I feel better about this new rule everyday....this rule is for lower income folks who havent kept up...or young couples starting out....not working on sh!tboxes is the key. That and high bonding primers.


----------



## Dean CRCNA

I think when it comes to wallpaper, there are a lot of gray areas and each job will be different if or if not RRP applies.

I would like to also note, that if the home is directly or indirectly federally assisted, the home does not fall under RRP, but LSHR. In that case, it is not 6 sq ft, but 2 sq ft. If a bank received TARP funds, the mortgage would be considered federally assisted.

Certified Firms need to worry about homeowner lawsuits and also the EPA enforcement. Lawyers will definitely see the rule differently than enforcement. These things need to be considered.
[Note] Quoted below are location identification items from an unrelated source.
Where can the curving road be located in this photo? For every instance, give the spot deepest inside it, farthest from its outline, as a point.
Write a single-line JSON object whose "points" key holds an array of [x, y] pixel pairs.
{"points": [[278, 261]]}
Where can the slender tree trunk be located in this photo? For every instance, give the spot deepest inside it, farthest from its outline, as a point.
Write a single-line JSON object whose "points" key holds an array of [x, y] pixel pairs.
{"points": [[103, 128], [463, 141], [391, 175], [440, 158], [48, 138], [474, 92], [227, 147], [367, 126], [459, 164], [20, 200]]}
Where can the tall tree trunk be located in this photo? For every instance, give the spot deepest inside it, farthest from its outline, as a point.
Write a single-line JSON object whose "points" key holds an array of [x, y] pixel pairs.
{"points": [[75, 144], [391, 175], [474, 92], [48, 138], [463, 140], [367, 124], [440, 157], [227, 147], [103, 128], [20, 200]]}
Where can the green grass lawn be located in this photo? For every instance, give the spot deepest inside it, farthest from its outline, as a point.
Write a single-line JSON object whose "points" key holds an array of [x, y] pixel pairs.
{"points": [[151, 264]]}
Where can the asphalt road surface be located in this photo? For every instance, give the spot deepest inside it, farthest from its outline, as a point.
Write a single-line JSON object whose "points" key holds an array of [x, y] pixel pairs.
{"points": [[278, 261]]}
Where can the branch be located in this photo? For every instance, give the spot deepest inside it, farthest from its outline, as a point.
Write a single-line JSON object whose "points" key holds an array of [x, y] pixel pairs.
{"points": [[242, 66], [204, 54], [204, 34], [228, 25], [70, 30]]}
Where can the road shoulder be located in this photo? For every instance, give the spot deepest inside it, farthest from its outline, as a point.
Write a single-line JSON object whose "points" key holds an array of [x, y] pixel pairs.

When you talk about 6 sq ft (or 2 sq ft) ... this falls under _Minor Repair and Maintenance Activities_. Is installing brand new wallpaper a repair or maintenance? Does it even matter?

If you use a cleaning solution to wipe down the walls before putting on a primer ... is that disturbing the paint? If the paint is chalking (possible lead dust hazard), should precautions be taken?

The total size of light switch plates, outlet plates, lights and air vents when removed to do wallpaper, should be included in the 6 (or 2) sq ft. Along with any wall repairs you do.

My particular understanding is that it is a "sum" that adds up to the 6 sq ft. A little piece here ... a little piece there ... as long as you don't go over the sq footage.

I also would suggest not using the sb compliance guide to gain what is ok and what is not ok. It is only a guide.


----------



## parodi

boman47k said:


> I want to agree with Parodi in that a lot of the older homes are in good conditon. I would also assume that many have been repainted a few times with lead free paint.
> But as far as letting the ho do the sanding, if I understand that right, then coming back in and doing the painting, not sure about that. I wouldn't want to do the painting when the ho has let the dust settle in the house. Maybe I misunderstood what parodi meant on that subject.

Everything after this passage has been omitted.